Now, with Trump’s window for turning his campaign around rapidly closing, Republicans at least see an opening, hopeful that “Biden-Harris” may prove weaker than Biden alone.

Within minutes of the selection, the Trump campaign released a statement depicting Harris as “phony Kamala” — a striver who would overlook her past criticism of Biden and her own record as a prosecutor “to appease the anti-police extremists” on the left.

Roe said, “He just nominated a radical from Oakland, California … a candidate from the left coast who has signed on to every single big government, open borders and high taxes initiative since she has been elected.” And the Republican National Committee blared in an email, “Far-Left Radical Harris Gives Democrats The Most Extreme Ticket In History.”

“Nothing’s sticking to Joe, right?” said Mike Madrid, a Republican strategist and one of the founders of The Lincoln Project, a Republican group opposing Trump. “So, they’re going to have to find a black woman they can hang something on, and just drive, drive, drive it.”

He said, “I don’t know if they’ll be able to handle it competently … but they’re trying to get a grip on something, they’re asking for something to get some traction, and race has always been their fallback.”

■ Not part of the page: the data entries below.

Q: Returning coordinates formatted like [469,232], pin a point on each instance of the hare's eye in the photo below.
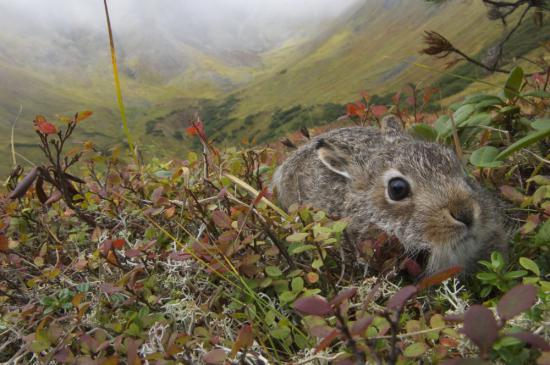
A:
[398,188]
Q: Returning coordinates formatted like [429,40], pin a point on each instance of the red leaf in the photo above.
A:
[343,295]
[378,110]
[44,126]
[352,110]
[132,352]
[438,278]
[481,327]
[157,194]
[413,268]
[325,342]
[4,243]
[55,197]
[118,244]
[532,339]
[221,219]
[215,357]
[360,326]
[314,305]
[516,300]
[244,339]
[398,300]
[64,356]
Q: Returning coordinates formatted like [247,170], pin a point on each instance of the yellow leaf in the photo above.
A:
[83,115]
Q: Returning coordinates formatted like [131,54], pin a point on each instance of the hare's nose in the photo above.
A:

There are old avenues for Republicans to exploit. There was Larry Wallace, a top aide to Harris who resigned his position in late 2018, amid accusations of harassment during his time at the California Department of Justice. Harris has said she was unaware of the allegations against him.

And there is the standard attack on Harris’ association with Willie Brown, who Harris once dated and who, as a speaker of the California Assembly, named Harris to well-paid positions on the California Medical Assistance Commission and Unemployment Insurance Appeals Board. Democrats are bracing for Republicans to depict her and Biden as a pair of careerists.

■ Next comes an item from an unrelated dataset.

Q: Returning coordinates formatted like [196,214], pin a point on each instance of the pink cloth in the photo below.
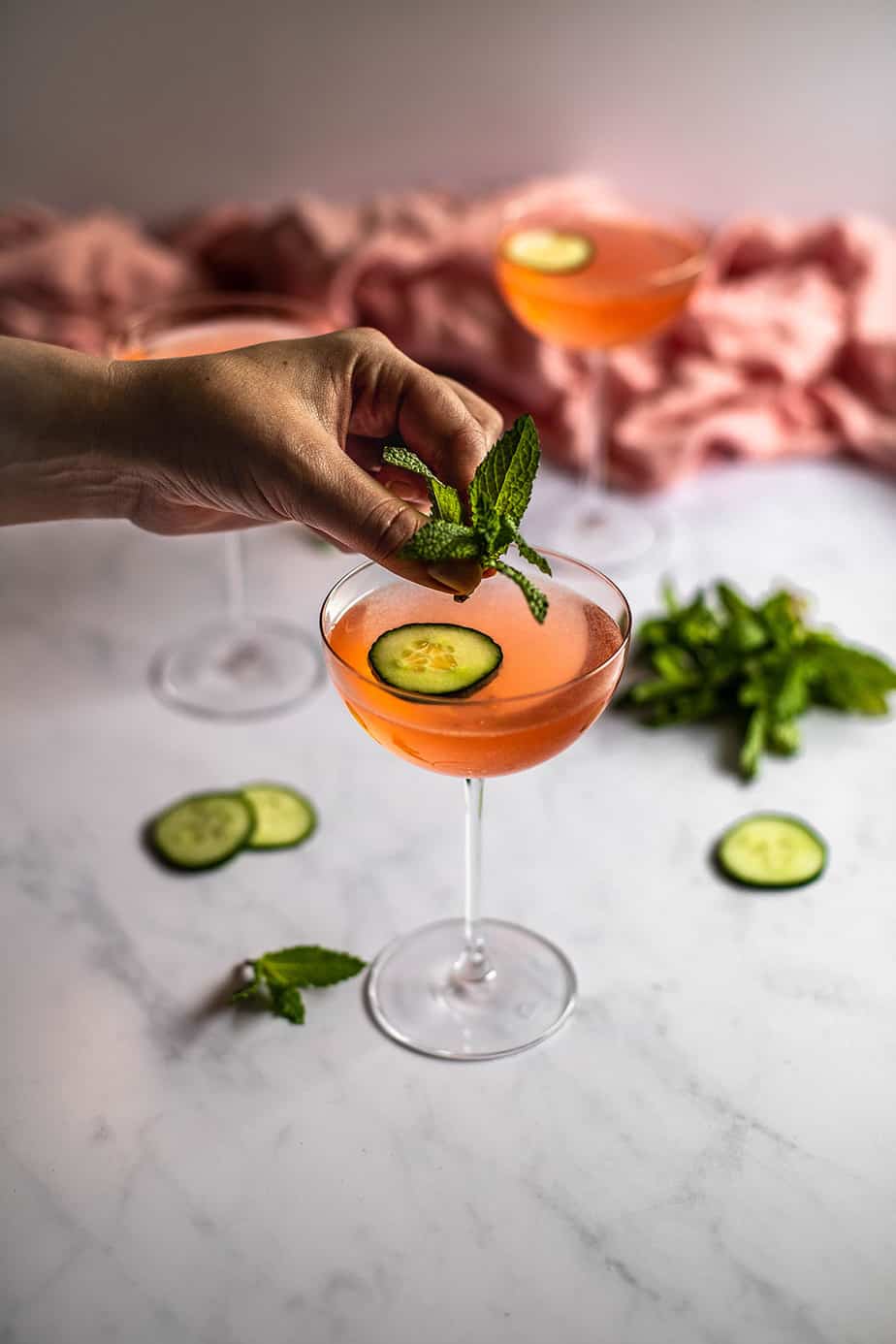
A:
[788,345]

Last week on Fox News, Tucker Carlson appeared to set the stakes. Describing the eventual vice presidential nominee as “the actual Democratic nominee — that’s the person who will run the government if Biden wins in November,” he called Harris “so transparently transactional that even Democratic primary voters, who have a strong stomach, found her repulsive.” Then, recalling the misogynistic tropes of likability from the 2016 campaign, Carlson added that “pretty much no one who knows Kamala Harris likes her.”

The tactical obstacle for Republicans is that they are unlikely to unearth anything disqualifying in Harris’ past, after several statewide campaigns and a presidential primary in which she faced intense scrutiny of her record — as well as stiff criticism from progressives for her record as a prosecutor.

And so far, the vice presidential roll-out has been successful for Biden. More than any time since Biden secured the Democratic nomination five months ago, he has been generating significant public attention. An unusually long, public vetting of vice presidential prospects allowed him to float a range of prospective candidates — and to associate himself with a roster of qualified women, appearing with many of them in virtual events.

The Democratic National Convention next week will give him an opportunity to further illuminate his candidacy and the direction of the party on his watch.

“This thing is a referendum on Trump and COVID,” said Pete Giangreco, a Democratic strategist who has worked on nine presidential campaigns. “And as long as the VP says that 10 to 20 times a day from now until November, it will all be good.”